7. You believe editing compromises your authenticity

Because only the unhampered, unrefined, half-drunk and totally transcended creative word-barf you spray on the wall is true art.

 

8. You’ve been fine-tuning the same manuscript for two decades

It’s your life’s work. Your pedestal. The foundation of towers upon towers of fan fiction, and thus needs to be absolutely perfect. Every time you look at your manuscript you find another way to make it sound more potent, see another word that can be replaced with a more supreme version. Each time you think of it, your brilliant mind comes up with an additional layer that needs to be added to make the story even more emotionally laden. It will make dictators cry and virgins give birth when it’s finished.

 

9. Your wordcount consists mainly of elaborate ways to trash other writers

Then you should know I totally hate your guts. If your brainpower is used almost entirely to bash other writers who got published or are more productive than you, you’re a creatively challenged asshat and you should just go play with yourself in highway traffic.

 

10. You think grammar rules is for pussies

Your sertain its only a matter of time til someone seas you’re genius 4 real and then its on and all them teachers can go suck a broom for all you care cuz you gonna be rich and famous and totally kick ass wit the book you writed.

 

11. Your idea for a novel is so incredibly awesome it renders you speechless

You’ve been brewing over this absolutely stupefying idea of a story for most of your life, but the adequate tools and techniques to make it work haven’t been invented yet. Or you wake up each morning filled with elation and enthusiasm and admiration for yourself and the incredible thing you envision, which no other writer has ever written before since the beginning of time, and you know it only needs a bit more patience to ripen and ferment until it will be ready to be put to paper. Besides, humanity isn’t ready for it yet anyway.

 

12. You’ve stopped reading books in eight grade, because they tarnish your style

Each writer has his own unique voice, his trademark, his signature walk across the winding paper catwalk. And you treasure yours like nobody’s business. Every time you come across another piece of writing, even the Sunday paper weather section, you feel how that Philistine’s eyeball-scraping style seeps into yours and blemishes it, stains it, rapes its virginal beauty.

 

13. You think that agents should query you

If you believe you’re that good, something’s wrong with your board computer. Everyone has to write those hard-ass queries, synopses and blurbs, everyone has to send those dreaded emails and plaster their room with rejections. You’re no different, no matter how many of your friends swear you’re the second coming of Isaac Lovecraft.

 

Throwing random thesaurus pages into a pot and stirring them with your magic wand doesn’t make readable fiction. Believing you’re worthy to be published and adored by millions of readers just because you’re you, doesn’t justify your lack of respect for others. Wishing to put J.K. Rowling back in her place, to singlehandedly change the English language, to make a quick buck, or just give yourself a good enough excuse to dick around on the computer all day long, are not good enough reasons to start or keep writing.

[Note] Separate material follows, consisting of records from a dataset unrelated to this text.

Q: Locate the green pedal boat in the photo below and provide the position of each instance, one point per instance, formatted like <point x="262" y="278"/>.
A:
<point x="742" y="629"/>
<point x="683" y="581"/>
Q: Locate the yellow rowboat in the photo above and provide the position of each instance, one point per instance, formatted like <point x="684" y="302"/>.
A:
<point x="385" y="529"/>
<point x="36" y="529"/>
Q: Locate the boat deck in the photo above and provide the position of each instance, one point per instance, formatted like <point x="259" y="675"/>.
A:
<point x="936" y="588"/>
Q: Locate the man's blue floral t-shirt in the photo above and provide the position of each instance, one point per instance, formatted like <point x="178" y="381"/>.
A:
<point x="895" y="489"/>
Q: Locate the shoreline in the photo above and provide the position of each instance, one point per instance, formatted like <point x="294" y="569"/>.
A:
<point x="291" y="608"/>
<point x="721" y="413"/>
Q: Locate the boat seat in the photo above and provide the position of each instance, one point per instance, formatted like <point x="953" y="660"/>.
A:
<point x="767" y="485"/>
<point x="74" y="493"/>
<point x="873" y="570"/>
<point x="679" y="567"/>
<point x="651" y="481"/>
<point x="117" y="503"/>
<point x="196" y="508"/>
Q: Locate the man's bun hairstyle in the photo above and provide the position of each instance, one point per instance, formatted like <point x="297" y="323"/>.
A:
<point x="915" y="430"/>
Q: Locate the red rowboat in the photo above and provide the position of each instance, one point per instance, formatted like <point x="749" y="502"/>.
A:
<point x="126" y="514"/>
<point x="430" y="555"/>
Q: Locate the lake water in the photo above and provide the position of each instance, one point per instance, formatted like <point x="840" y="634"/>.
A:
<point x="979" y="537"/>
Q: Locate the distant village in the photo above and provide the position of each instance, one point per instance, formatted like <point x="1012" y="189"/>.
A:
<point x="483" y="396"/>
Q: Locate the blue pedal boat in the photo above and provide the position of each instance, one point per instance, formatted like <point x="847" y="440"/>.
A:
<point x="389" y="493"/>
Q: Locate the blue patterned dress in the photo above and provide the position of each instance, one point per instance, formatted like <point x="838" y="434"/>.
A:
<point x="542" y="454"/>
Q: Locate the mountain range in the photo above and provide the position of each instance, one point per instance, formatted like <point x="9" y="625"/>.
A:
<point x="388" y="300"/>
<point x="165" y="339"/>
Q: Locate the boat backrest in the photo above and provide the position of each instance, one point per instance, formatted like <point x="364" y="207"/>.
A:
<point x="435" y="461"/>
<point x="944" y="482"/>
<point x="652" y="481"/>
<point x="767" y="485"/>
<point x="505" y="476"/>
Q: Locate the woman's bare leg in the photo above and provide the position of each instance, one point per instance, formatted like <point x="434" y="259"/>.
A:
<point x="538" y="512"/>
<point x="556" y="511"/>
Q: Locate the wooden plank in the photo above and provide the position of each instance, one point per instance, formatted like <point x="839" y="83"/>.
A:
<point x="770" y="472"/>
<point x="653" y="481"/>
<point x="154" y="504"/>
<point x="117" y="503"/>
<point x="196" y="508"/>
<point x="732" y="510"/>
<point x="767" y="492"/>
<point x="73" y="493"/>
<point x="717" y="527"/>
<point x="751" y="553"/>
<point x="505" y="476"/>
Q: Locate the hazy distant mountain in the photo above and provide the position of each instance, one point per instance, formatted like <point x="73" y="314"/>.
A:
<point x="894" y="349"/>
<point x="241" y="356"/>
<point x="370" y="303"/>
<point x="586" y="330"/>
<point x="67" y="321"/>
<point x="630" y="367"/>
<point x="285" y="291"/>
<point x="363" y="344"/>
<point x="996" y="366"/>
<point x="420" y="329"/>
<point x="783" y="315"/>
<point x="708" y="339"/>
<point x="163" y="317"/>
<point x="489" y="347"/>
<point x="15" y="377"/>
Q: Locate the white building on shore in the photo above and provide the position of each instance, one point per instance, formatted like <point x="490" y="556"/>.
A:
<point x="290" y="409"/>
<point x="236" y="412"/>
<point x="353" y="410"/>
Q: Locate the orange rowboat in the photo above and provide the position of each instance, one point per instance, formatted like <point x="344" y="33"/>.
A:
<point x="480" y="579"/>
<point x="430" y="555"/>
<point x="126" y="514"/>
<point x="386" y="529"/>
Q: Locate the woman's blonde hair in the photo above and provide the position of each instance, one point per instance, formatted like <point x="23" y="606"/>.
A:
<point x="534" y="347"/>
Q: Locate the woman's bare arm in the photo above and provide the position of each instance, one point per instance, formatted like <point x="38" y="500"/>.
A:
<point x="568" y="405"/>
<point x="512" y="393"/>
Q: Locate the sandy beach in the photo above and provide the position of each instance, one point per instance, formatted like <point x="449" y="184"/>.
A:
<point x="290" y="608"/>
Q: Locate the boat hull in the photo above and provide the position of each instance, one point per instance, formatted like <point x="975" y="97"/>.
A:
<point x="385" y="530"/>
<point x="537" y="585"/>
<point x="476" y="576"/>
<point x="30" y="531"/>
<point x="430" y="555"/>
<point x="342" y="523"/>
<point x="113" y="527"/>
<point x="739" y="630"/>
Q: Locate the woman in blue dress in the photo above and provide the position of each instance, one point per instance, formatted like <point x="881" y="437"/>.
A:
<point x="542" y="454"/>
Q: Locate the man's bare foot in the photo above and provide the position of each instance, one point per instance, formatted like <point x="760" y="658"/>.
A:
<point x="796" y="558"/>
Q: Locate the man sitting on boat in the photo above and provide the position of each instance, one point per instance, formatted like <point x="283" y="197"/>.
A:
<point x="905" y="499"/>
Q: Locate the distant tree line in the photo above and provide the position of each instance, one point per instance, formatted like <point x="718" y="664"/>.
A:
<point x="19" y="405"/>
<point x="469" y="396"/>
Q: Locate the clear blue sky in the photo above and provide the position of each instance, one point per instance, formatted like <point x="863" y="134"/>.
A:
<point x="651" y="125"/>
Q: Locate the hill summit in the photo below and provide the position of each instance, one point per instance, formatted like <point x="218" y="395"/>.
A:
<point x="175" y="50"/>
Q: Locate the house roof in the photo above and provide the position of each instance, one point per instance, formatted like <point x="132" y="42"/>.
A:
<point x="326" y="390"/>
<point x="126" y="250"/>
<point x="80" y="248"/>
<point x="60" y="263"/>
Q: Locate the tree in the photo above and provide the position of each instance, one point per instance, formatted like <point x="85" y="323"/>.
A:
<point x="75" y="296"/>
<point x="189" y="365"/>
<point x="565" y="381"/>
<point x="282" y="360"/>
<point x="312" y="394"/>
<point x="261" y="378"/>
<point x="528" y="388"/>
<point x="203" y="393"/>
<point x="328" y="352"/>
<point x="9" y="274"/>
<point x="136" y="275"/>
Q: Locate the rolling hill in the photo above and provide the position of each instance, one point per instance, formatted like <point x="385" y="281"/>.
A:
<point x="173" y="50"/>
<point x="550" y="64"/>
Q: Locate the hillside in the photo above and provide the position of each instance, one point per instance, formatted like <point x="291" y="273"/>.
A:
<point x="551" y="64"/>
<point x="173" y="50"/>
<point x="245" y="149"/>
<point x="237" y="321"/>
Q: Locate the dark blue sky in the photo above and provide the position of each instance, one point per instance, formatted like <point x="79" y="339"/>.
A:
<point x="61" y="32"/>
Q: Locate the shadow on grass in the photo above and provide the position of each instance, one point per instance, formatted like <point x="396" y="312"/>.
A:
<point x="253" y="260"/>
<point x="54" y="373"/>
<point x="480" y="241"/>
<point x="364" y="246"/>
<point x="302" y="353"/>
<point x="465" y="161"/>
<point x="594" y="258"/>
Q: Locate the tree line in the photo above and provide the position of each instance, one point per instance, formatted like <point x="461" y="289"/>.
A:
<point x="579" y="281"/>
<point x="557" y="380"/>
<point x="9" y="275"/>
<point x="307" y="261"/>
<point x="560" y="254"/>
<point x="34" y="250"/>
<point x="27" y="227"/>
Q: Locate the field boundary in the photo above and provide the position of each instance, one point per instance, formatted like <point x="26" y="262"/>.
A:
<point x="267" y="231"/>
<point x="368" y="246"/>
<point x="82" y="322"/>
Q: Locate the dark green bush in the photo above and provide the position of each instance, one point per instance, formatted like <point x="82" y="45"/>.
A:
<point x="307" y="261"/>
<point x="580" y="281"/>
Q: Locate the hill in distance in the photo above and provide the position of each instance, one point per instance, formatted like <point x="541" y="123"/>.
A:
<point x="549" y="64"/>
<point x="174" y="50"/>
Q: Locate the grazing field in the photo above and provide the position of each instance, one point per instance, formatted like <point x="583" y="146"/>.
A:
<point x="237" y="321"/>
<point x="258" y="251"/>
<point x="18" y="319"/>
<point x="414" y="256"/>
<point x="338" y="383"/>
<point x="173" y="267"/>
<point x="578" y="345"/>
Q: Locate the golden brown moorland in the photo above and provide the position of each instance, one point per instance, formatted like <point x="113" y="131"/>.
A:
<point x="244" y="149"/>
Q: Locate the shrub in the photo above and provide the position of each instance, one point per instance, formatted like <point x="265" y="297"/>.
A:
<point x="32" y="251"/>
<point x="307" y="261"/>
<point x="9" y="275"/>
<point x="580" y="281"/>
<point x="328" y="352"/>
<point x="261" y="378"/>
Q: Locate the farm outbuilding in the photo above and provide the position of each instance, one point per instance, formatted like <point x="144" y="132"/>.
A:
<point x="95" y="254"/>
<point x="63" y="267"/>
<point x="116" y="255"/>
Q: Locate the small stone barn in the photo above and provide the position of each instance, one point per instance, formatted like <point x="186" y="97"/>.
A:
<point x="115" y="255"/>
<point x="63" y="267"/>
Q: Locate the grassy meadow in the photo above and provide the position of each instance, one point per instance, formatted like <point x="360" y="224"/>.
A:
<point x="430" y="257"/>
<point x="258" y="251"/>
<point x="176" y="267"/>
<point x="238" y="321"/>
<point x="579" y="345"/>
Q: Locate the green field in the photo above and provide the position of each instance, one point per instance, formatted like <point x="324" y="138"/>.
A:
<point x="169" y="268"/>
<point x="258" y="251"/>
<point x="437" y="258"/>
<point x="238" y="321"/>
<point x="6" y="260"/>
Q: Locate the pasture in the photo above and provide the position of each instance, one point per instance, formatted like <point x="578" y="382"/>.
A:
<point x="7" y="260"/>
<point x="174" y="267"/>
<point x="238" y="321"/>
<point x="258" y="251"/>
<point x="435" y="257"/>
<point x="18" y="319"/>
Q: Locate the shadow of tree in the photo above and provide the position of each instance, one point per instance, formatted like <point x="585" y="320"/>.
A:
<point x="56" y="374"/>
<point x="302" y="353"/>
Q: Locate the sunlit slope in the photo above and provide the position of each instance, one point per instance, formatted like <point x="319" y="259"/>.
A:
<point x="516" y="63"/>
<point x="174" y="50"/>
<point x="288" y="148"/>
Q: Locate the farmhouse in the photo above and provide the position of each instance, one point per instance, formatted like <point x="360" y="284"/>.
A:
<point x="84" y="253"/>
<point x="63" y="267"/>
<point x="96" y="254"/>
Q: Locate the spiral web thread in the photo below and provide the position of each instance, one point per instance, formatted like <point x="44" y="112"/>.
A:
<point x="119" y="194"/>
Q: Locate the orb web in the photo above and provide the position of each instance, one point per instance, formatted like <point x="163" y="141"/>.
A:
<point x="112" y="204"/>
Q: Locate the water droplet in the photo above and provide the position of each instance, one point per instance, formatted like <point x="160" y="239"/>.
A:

On the other side of the coin, whenever you doubt yourself and your work—like all writers do—stop to consider that hitting a low or having a bad day must never ever prevent you from doing what you love. There are others who should stop, for any or all of the above mentioned reasons, but that person is not you.

If writing is its own reward, if you live and breathe fiction and you can’t imagine anything better in life than creating entire worlds from scratch and sharing them with others—then you must keep going no matter how heavy the burdon may seem sometimes. You must write. It’s your destiny, Frodo.

 

 

34 Replies to “13 Reasons You Should Quit Writing”

  1. *laughing*

    But if there’s one thing that could pull me away from writing, it’s “juggling tigers.” Are they hiring in that industry?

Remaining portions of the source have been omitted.